Thursday 21 January 2021

Peach Blossom Spring

Another memo from the Pure Land, beginning with some poetic lines......

 

He was sure of his way there
        could never go wrong

 

How should he know that peaks and valleys 
          can so soon change?

 

When the time came he simply remembered
          having gone deep into the hills

 

But how many green streams 
            lead into cloud-high woods –

 

When spring comes, everywhere 
          there are peach blossom 
                 streams


No one can tell which may be
       the spring of paradise.

 

The above is part of a Chinese Tang Dynasty poem, in fact the ending. "Song of the Peach Tree Spring" by Wang Wei. The names of Tang poets appear to me as exotic, from another world, and yet not really so. A cow or a camel, an oak tree or a palm tree, grass or sand - each no more common-or-garden, or strange, than the other. The ordinary can dull the senses until we see with new eyes.

 
Seeing with new eyes - Vincent Van Gogh (self-portrait)


I mentioned Tang poetry on a Forum site and quoted a line or two. Back came a rejoiner that the words were the product of people "padded" against reality, living secluded lives, away in the mountains. Maybe so but more on that later. 

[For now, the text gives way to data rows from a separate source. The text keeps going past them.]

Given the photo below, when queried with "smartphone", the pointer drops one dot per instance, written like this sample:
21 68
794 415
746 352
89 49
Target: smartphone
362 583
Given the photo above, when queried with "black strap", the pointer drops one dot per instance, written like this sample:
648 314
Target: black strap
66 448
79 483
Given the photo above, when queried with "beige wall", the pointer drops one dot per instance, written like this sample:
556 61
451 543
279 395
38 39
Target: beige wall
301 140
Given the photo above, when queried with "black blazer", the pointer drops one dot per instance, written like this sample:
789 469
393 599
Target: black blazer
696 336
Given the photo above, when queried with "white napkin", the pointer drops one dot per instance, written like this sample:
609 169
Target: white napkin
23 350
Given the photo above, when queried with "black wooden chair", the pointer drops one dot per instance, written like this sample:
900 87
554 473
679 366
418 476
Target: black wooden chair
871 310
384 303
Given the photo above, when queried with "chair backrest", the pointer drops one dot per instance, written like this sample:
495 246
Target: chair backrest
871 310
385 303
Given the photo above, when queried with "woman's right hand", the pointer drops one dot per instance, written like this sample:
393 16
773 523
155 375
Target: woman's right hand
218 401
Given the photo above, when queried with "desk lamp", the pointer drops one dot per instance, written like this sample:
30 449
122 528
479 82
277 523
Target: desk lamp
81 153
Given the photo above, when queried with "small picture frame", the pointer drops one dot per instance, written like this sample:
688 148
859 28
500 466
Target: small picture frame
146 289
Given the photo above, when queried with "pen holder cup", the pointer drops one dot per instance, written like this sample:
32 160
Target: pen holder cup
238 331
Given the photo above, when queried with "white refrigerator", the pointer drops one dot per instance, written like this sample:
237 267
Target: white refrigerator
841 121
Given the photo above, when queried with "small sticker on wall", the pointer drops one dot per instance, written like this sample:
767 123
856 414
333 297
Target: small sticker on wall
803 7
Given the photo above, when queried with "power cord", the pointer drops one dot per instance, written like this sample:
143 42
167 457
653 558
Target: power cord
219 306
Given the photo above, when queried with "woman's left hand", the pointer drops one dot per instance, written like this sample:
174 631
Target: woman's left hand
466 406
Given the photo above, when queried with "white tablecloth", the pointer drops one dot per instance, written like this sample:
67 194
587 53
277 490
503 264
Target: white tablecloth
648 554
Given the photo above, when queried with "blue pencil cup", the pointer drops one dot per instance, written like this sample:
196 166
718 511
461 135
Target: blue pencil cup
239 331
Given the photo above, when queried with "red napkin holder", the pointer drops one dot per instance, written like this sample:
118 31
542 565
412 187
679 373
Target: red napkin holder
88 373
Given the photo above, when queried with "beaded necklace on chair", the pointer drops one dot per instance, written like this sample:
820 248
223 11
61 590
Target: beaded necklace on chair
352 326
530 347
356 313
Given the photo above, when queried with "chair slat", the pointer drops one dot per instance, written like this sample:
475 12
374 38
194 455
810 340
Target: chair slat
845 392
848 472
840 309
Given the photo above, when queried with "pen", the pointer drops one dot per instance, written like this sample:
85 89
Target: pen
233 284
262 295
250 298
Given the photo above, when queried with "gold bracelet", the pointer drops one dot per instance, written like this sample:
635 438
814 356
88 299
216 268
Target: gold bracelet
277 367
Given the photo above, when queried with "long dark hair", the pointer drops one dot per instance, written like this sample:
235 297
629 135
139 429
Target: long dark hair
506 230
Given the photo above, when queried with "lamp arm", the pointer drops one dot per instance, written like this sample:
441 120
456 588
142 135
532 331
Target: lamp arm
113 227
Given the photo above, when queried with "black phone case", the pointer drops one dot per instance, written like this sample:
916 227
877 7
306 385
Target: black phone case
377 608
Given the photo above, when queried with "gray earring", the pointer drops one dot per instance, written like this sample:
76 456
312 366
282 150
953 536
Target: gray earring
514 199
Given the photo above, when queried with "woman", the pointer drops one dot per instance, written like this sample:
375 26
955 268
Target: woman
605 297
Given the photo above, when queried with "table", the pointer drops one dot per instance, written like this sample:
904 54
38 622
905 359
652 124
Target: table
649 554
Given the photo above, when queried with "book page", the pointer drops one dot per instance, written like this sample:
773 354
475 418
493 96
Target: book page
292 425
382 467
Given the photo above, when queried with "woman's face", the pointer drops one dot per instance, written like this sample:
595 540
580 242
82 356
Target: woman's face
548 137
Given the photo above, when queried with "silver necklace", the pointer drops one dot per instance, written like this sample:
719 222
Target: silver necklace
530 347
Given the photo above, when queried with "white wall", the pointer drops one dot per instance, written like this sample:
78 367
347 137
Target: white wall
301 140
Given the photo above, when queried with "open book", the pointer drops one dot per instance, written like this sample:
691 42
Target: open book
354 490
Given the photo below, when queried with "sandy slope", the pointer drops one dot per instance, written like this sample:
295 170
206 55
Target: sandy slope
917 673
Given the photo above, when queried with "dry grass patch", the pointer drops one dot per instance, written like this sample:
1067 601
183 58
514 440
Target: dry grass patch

Here is another Tang poem:- 

 I asked the boy beneath the pines, 
He said the masters gone alone, 
Herb picking somewhere on the mount, 
Cloud hidden, whereabouts unknown.

The master - found?



Not being able to find the "master" is a recurring theme of all Chinese poetry. Maybe for the best, for when found they tend to morph into formulaes and doctrines, a path to be followed. They would perhaps bring us to a conclusion. Always better to remain lost just so long as we have some sort of trust in the ultimate ground of Reality - a trust that is more a letting go than a clinging to. As Shinran once said, "rooted in the Buddhaground of the Universal Vow".

 

Getting back to "padded" lives.................... I was reading a few mini-biographies of some of the Tang poets. Many lived at a time of great unheaval with warring tribes at each others throats. At one time the population was virtually halved due to warfare, famine and the like. Just how secluded the various poets were from all this is difficult to judge given the often sparse details known of their lives. Some seem to have been involved in "courtly" intrigues, with associates ending up on the chopping block. So, apparently not padded and rarely if ever secluded in some mountain hermitage looking down with disdain upon the goings on in "the world". The world was with them, part of them. Like all of us, they were the world.

 

What it can come down to is our judgement of any poem, of any work of art. It can be dismissed as something outside of us or we can become involved, as Jane Hirshfield says in her book "Ten Windows".............

  A work of art is not a piece of fruit lifted from a tree branch; it is a ripening collaboration of artist, receiver, and world.